Официантка приносит Питеру кофе, интересуется, не определились ли они с заказом — они не определились, — говорит, что подойдет попозже. Это ладная, симпатичная девушка с южным акцентом, чья-то любимая дочь. Скорее всего, она недавно приехала в Нью-Йорк, преисполненная решимости петь или сниматься в кино, что-нибудь в этом роде. Она держится сверхприветливо, изо всех сил стараясь походить на настоящую официантку. Вероятно, она думает, что те, кто в нынешних экономических обстоятельствах могут позволить себе ланч в 'ЙоЙо', — знаменитости по определению.

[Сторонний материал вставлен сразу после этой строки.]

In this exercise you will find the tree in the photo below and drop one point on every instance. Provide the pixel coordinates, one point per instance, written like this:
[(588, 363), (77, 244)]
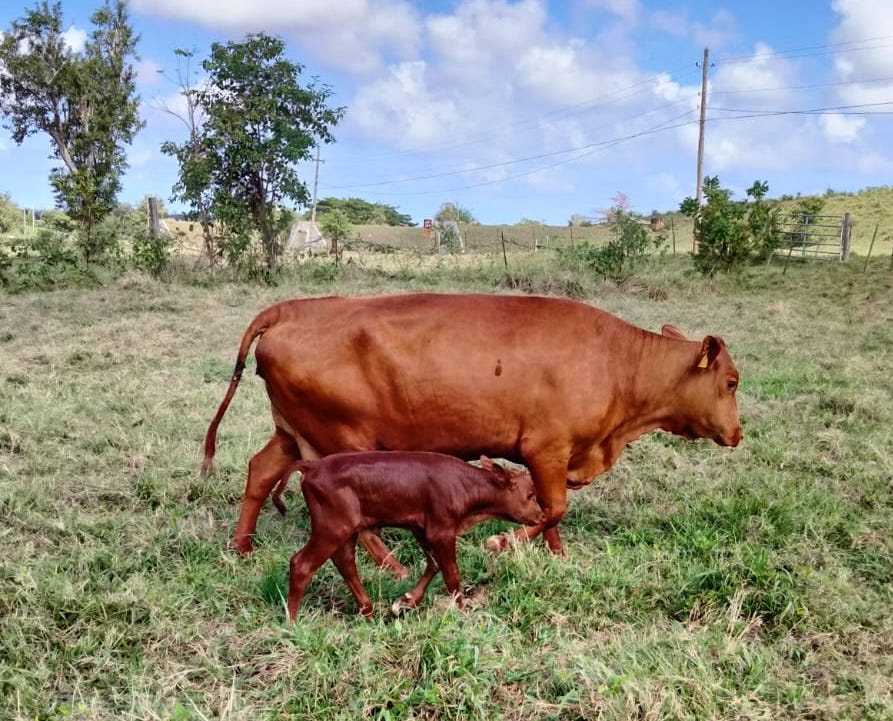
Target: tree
[(84, 100), (730, 232), (452, 211), (10, 214), (258, 123), (193, 184)]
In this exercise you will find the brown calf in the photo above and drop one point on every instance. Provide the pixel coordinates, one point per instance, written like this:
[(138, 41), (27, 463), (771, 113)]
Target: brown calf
[(435, 496)]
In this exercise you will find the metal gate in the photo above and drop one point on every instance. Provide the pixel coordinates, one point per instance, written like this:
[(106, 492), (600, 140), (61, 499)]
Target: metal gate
[(816, 236)]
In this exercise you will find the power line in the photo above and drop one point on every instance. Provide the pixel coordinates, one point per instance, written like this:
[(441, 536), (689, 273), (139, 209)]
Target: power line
[(867, 81), (505, 163), (838, 109), (824, 49), (568, 111), (590, 149)]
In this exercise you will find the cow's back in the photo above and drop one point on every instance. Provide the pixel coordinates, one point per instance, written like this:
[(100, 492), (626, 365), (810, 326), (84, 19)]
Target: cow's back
[(459, 374)]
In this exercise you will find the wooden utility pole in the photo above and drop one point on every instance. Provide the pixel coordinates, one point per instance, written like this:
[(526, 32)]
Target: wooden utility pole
[(701, 125), (315, 186), (700, 181)]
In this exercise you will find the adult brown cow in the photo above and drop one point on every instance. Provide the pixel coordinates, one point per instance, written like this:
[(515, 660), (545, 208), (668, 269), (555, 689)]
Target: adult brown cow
[(555, 384)]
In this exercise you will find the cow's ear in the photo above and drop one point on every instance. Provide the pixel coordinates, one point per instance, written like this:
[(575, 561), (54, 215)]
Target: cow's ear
[(502, 476), (671, 331), (710, 348)]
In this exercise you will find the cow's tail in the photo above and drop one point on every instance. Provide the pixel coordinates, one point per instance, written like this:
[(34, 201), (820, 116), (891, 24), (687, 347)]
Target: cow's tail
[(262, 322)]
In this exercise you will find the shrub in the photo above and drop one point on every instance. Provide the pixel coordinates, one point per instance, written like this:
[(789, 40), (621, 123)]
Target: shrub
[(619, 256), (732, 233)]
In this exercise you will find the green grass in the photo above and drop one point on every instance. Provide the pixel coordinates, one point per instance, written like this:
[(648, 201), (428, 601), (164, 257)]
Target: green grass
[(700, 582)]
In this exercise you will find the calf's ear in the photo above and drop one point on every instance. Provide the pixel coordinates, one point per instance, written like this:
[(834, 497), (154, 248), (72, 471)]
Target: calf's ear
[(671, 331), (710, 348)]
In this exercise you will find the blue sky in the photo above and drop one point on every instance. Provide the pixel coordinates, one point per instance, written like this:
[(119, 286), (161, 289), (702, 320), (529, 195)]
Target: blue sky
[(536, 109)]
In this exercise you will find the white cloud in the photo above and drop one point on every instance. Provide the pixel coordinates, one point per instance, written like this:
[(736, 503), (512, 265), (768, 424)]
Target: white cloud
[(718, 32), (866, 58), (675, 24), (841, 129), (75, 39), (627, 10), (402, 109), (148, 73), (354, 35)]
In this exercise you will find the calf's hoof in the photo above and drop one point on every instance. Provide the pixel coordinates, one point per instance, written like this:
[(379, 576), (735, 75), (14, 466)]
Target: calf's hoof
[(498, 543), (242, 545), (397, 570)]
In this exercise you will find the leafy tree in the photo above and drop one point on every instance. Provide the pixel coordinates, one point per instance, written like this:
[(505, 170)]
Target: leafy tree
[(730, 232), (258, 122), (193, 185), (627, 247), (84, 100), (335, 226), (362, 212), (10, 215), (452, 211)]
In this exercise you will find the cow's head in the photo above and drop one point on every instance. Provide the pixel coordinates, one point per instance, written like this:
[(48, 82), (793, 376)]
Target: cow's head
[(516, 494), (706, 406)]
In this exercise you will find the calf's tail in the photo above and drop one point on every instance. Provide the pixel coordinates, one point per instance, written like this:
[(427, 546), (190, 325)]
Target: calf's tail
[(261, 323)]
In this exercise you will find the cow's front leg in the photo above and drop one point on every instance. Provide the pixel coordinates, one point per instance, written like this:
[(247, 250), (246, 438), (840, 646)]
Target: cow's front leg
[(550, 478), (266, 468)]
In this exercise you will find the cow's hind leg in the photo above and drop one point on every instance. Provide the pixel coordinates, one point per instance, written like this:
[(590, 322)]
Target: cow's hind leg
[(550, 479), (268, 466), (381, 554)]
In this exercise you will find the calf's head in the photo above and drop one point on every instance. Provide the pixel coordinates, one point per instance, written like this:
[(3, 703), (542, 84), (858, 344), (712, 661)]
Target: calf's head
[(514, 495), (706, 406)]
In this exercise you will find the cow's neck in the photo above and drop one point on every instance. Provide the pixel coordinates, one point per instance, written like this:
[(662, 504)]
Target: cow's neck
[(654, 384), (649, 391)]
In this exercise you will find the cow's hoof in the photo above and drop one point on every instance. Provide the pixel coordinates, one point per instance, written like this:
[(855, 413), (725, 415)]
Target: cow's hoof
[(242, 546), (402, 605), (498, 543)]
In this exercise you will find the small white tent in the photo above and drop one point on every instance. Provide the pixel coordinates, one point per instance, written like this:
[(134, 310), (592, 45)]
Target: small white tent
[(305, 237)]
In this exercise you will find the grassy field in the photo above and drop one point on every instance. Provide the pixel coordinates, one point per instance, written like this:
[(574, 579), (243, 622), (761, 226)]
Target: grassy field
[(700, 582)]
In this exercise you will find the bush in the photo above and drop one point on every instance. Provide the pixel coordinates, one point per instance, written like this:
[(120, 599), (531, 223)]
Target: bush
[(619, 256), (46, 262), (732, 233)]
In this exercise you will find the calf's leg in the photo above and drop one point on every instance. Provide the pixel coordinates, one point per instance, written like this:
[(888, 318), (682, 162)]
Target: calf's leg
[(345, 561), (443, 548), (414, 597), (319, 549), (381, 554)]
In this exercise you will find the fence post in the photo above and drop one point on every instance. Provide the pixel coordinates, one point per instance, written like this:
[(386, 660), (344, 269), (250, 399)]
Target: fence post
[(846, 231), (871, 247), (154, 226)]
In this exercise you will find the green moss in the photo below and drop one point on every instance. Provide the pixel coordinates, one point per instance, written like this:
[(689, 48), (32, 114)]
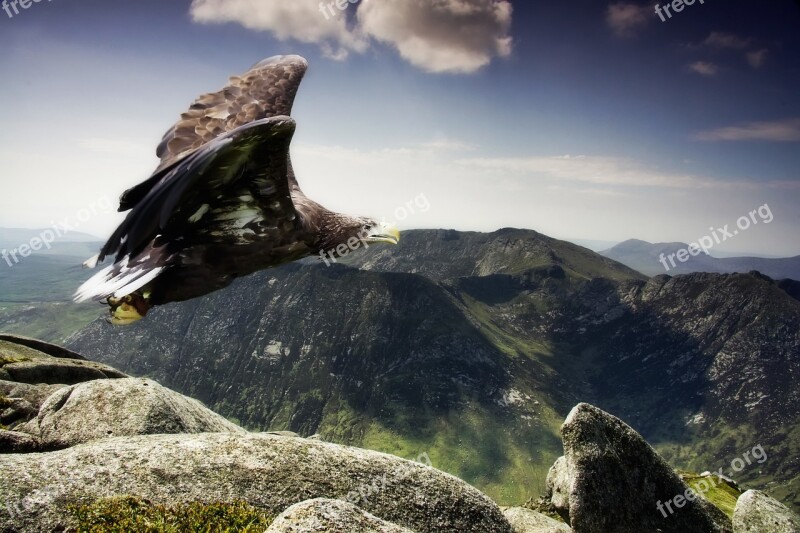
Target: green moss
[(5, 402), (131, 514), (7, 360), (721, 493)]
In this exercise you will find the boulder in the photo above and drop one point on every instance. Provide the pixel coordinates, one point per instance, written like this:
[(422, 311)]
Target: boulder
[(611, 480), (270, 472), (527, 521), (16, 442), (331, 516), (20, 402), (120, 407), (756, 513)]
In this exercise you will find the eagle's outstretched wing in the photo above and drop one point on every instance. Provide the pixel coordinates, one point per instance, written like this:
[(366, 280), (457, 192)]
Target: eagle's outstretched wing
[(266, 90), (234, 190)]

— Я бы снова хотела полюбить искусство, — говорит Бетт.
— Наверное, я тебя понимаю.
— А чего тут не понимать?! Деньги…
— Да-да. И вдруг их не стало — в смысле, денег.
— Ну, все-таки не совсем.
— Ну, да, будем надеяться.
— Похоже, мы выиграли борьбу за выживание, а теперь сами не понимаем, зачем и кому все это надо.
В общем, финита ля комедия? Нет уж, прочь, ангел смерти! Я сдаваться не собираюсь!
— Разумеется, к тебе, Питер, это не относится, — добавляет Бетт.
Интересно, что промелькнуло у него на физиономии?
— Ты думаешь?
— Ладно. Не слушай меня. Это я не пойми чем занимаюсь. А ты действительно один из немногих серьезных людей в нашем деле. Остальные… Сам знаешь… Либо это девятнадцатилетние балбесы, торгующие поделками своих приятелей прямо в своей квартире в Бед-Стай, либо какие-нибудь сволочи из 'Мобил Ойл'.
— Мм…
— Черт, неужели ты совсем не чувствуешь усталости?
— Бывает.
— Хотя, конечно, ты еще молодой.
— Сорок — уже не молодость.
Хм, неплохо он округлил. С чего бы это?